Member of the West Bengal Legislative Assembly
- In office 2 May 2021. – 4 May 2026
- Preceded by: Nihar Ranjan Ghosh
- Succeeded by: Amlan Bhaduri
- Constituency: English Bazar, Malda

Chairperson of National Institute for Gender Justice
- In office 2014–2016

Chairman of Special Task Force (India) on Rape, Trafficking & Violence Against Women
- In office December 2012 – December 2013

President of NGO Sudinalay
- In office 2010–2013

National Advisor of National Legal Services Authority of the Ministry of Law and Justice (India)
- In office 2008–2010

Personal details
- Born: 18 April 1964 (age 62)
- Party: Bharatiya Janata Party
- Spouse: Ram Krishna Mitra
- Education: University of North Bengal (M.A)

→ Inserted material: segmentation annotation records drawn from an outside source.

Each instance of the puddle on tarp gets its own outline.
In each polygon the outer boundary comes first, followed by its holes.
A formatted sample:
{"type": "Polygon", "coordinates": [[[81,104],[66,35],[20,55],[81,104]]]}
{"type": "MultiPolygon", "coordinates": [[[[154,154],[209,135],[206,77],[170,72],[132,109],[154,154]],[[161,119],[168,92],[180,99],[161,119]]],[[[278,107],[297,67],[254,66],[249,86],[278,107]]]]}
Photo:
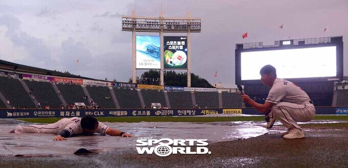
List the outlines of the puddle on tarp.
{"type": "Polygon", "coordinates": [[[97,152],[129,150],[135,148],[138,137],[207,139],[207,142],[211,143],[255,137],[268,132],[266,128],[253,125],[252,123],[145,122],[104,123],[135,137],[125,138],[96,134],[71,137],[63,141],[53,141],[55,135],[51,134],[8,133],[16,125],[31,123],[13,119],[0,119],[0,156],[63,155],[73,154],[81,148],[97,152]]]}
{"type": "MultiPolygon", "coordinates": [[[[346,121],[316,120],[306,123],[344,123],[346,121]]],[[[135,137],[95,135],[69,137],[53,141],[51,134],[9,133],[15,125],[31,123],[13,119],[0,119],[0,156],[51,156],[74,153],[81,148],[100,152],[110,150],[134,150],[138,137],[154,139],[207,139],[209,143],[248,138],[265,133],[278,133],[267,130],[265,122],[237,121],[212,123],[145,122],[108,123],[111,128],[126,132],[135,137]]],[[[279,121],[275,125],[280,126],[279,121]]]]}

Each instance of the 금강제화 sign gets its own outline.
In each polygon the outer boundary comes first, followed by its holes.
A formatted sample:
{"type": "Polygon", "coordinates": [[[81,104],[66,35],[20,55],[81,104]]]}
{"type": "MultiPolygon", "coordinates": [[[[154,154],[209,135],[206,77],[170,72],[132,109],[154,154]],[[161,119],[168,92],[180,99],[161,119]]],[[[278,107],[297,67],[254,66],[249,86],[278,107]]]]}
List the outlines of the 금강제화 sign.
{"type": "Polygon", "coordinates": [[[164,68],[187,68],[187,37],[164,36],[164,68]]]}
{"type": "Polygon", "coordinates": [[[158,36],[136,36],[137,69],[161,68],[161,39],[158,36]]]}

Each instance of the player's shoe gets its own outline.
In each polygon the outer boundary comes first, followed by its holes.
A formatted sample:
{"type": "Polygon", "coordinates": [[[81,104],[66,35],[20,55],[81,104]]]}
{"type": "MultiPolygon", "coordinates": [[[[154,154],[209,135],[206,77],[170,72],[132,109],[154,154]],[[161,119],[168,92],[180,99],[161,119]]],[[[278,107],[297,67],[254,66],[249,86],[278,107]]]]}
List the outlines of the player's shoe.
{"type": "Polygon", "coordinates": [[[283,136],[285,139],[298,139],[304,137],[303,132],[297,129],[292,129],[289,133],[283,136]]]}
{"type": "Polygon", "coordinates": [[[273,126],[274,122],[275,121],[275,117],[273,116],[273,113],[272,111],[267,113],[265,115],[265,120],[267,122],[267,125],[266,126],[266,128],[270,129],[273,126]]]}
{"type": "Polygon", "coordinates": [[[284,136],[284,135],[285,135],[288,134],[289,132],[289,131],[290,131],[290,128],[288,128],[288,130],[287,130],[287,131],[286,131],[286,132],[283,132],[283,133],[281,133],[281,136],[284,136]]]}

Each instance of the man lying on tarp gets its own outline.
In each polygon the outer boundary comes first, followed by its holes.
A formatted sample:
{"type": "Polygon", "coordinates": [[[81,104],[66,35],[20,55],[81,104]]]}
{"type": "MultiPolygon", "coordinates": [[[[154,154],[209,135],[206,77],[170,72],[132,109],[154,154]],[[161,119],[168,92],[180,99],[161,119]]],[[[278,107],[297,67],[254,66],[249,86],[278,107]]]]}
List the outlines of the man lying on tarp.
{"type": "Polygon", "coordinates": [[[53,141],[67,140],[72,135],[90,135],[94,133],[111,136],[132,137],[120,130],[109,128],[98,122],[93,116],[86,116],[82,118],[73,117],[62,118],[53,124],[47,125],[17,125],[10,133],[54,133],[57,135],[53,141]]]}

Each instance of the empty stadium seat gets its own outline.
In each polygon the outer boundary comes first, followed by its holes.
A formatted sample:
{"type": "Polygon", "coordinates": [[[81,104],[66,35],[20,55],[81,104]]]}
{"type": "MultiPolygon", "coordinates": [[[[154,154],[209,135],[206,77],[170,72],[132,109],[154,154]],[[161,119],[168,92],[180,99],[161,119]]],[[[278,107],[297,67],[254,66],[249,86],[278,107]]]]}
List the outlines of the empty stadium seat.
{"type": "Polygon", "coordinates": [[[172,108],[193,107],[190,92],[168,92],[168,97],[172,108]]]}
{"type": "Polygon", "coordinates": [[[35,108],[35,106],[17,79],[0,77],[0,91],[10,105],[15,108],[35,108]]]}
{"type": "Polygon", "coordinates": [[[196,103],[202,108],[219,108],[217,94],[217,92],[195,92],[196,103]]]}
{"type": "Polygon", "coordinates": [[[86,89],[93,99],[93,101],[101,108],[115,108],[108,87],[87,86],[86,89]]]}
{"type": "Polygon", "coordinates": [[[89,105],[88,100],[83,98],[85,95],[81,85],[58,83],[57,87],[68,105],[74,103],[84,103],[86,105],[89,105]]]}
{"type": "Polygon", "coordinates": [[[127,88],[114,88],[118,103],[121,108],[141,108],[138,91],[127,88]]]}
{"type": "Polygon", "coordinates": [[[41,107],[49,106],[50,108],[59,108],[60,107],[61,102],[50,82],[23,80],[41,107]]]}
{"type": "Polygon", "coordinates": [[[223,108],[241,107],[241,95],[236,93],[222,92],[222,104],[223,108]]]}
{"type": "Polygon", "coordinates": [[[348,106],[348,89],[337,90],[337,106],[348,106]]]}
{"type": "Polygon", "coordinates": [[[163,91],[142,89],[141,92],[144,99],[145,108],[150,108],[151,103],[160,103],[162,106],[166,106],[163,91]]]}
{"type": "Polygon", "coordinates": [[[2,101],[0,101],[0,108],[6,108],[6,106],[2,101]]]}

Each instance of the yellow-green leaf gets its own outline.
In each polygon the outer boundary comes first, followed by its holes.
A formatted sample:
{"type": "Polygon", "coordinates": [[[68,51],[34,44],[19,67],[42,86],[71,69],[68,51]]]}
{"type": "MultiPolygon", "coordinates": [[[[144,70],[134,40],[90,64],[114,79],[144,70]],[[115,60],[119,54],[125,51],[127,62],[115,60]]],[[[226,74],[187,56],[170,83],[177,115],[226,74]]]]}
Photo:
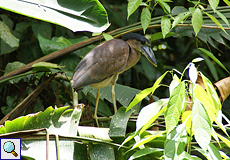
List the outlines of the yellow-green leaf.
{"type": "Polygon", "coordinates": [[[145,7],[141,12],[141,26],[145,33],[145,30],[148,28],[151,21],[151,13],[147,7],[145,7]]]}
{"type": "Polygon", "coordinates": [[[222,30],[222,31],[224,31],[227,35],[228,35],[228,33],[225,31],[225,29],[223,28],[223,26],[220,24],[220,22],[214,17],[214,16],[212,16],[211,14],[208,14],[207,12],[204,12],[214,23],[216,23],[216,25],[218,26],[218,27],[220,27],[220,29],[222,30]]]}
{"type": "Polygon", "coordinates": [[[163,16],[161,18],[161,30],[163,38],[165,39],[166,35],[170,32],[171,28],[171,21],[167,16],[163,16]]]}
{"type": "Polygon", "coordinates": [[[196,8],[196,10],[192,14],[192,26],[196,36],[201,29],[202,23],[203,23],[202,12],[200,8],[196,8]]]}

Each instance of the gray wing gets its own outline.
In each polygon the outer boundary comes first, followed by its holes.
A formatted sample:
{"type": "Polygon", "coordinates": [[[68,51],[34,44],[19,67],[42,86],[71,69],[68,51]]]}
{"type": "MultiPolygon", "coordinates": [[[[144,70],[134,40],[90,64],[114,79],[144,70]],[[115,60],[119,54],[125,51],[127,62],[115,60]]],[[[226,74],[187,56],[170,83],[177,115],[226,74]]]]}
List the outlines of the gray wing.
{"type": "Polygon", "coordinates": [[[100,44],[91,50],[78,64],[73,75],[72,87],[81,90],[85,86],[121,72],[127,65],[129,45],[119,39],[100,44]]]}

= Sreerupa Mitra Chaudhury =

Indian politician (born 1964)

Sreerupa Mitra Chaudhury (born 18 April 1964), popularly known as Nirbhaya Didi, is an Indian politician and a member of Bharatiya Janata Party from West Bengal, India. She is also a social worker, women's rights activist and former journalist.

==Personal life==
Sreerupa Mitra Chaudhury hails from South Baluchar Battla in Malda district of West Bengal. She is a Post Graduate and did her Master of Arts from North Bengal University in 1987. She is married to Ram Krishna Mitra.

==Career==
In 2004 she took part in the launching of the National Legal Literacy Mission. As of 2008 she served as national advisor of the National Legal Services Authority of the Ministry of Law and Justice. As of 2010 she was the president of the NGO Sudinalay.

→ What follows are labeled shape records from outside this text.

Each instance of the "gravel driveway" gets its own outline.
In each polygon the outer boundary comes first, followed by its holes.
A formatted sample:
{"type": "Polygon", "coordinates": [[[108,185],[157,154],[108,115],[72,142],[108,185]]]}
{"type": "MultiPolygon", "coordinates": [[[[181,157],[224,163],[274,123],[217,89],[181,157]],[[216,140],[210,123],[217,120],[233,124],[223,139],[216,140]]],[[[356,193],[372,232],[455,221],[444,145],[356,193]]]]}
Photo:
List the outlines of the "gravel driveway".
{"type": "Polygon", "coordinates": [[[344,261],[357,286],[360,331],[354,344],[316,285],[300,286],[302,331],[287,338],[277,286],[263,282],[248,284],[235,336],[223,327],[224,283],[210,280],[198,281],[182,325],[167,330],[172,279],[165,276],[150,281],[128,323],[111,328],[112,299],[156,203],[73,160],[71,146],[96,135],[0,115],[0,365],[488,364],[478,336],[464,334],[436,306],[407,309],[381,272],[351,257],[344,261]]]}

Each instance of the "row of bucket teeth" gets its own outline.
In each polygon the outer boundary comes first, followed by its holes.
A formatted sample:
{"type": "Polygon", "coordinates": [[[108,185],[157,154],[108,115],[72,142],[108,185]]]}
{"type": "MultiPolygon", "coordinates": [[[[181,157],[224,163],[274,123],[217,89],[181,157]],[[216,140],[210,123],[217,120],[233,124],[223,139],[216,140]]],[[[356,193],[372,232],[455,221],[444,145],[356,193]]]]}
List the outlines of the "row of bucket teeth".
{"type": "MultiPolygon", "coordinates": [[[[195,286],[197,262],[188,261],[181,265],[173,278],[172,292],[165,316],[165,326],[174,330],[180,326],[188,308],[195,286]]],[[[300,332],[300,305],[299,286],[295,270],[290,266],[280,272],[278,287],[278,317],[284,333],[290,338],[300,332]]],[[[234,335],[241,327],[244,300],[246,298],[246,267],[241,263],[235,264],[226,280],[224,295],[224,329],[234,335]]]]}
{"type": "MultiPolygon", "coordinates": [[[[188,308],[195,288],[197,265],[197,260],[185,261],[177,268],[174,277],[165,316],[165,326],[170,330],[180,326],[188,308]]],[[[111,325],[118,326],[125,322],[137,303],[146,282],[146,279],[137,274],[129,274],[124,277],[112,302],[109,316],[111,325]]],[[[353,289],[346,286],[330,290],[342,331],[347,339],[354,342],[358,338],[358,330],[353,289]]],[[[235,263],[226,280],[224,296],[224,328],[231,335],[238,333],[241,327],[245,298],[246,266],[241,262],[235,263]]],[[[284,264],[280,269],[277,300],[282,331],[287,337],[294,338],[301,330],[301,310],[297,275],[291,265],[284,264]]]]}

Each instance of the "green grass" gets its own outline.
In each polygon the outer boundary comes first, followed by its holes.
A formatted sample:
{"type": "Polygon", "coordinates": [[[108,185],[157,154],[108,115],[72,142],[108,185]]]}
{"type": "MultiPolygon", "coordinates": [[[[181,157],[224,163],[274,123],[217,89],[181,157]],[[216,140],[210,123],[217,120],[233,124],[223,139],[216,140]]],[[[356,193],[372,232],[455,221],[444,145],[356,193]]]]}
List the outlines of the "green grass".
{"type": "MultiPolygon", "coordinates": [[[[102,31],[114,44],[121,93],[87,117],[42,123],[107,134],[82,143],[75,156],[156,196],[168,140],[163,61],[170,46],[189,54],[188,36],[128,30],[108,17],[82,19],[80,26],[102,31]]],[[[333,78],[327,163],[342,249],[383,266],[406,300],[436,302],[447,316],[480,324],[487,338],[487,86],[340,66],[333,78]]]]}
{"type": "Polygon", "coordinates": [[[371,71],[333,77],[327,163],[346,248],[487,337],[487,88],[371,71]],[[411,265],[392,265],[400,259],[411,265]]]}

Known as Nirbhaya Didi in Kolkata, she was involved with the process of rehabilitation of rape victims and providing toilets to women. She chaired the special task force on rape, trafficking and violence against women set up by the Prime Minister Manmohan Singh after the 2012 Delhi gang rape. She resigned from this post in December 2013, amidst speculations that she could have run for parliament from the Malda seat as an All India Trinamool Congress candidate.

Chaudhury was named as the candidate of the All India Trinamool Congress got 803 votes in the South Delhi Lok Sabha seat in the 2014 general election. In 2019, Lok Sabha election, she contested from Maldaha Dakshin seat with a Bharatiya Janata Party ticket. But lost to Abu Hasem Khan Choudhury by a small margin.

In the 2021 West Bengal Legislative Assembly election, Chaudhury contested as a Bharatiya Janata Party candidate from English Bazar and won the seat by defeating her nearest rival from TMC.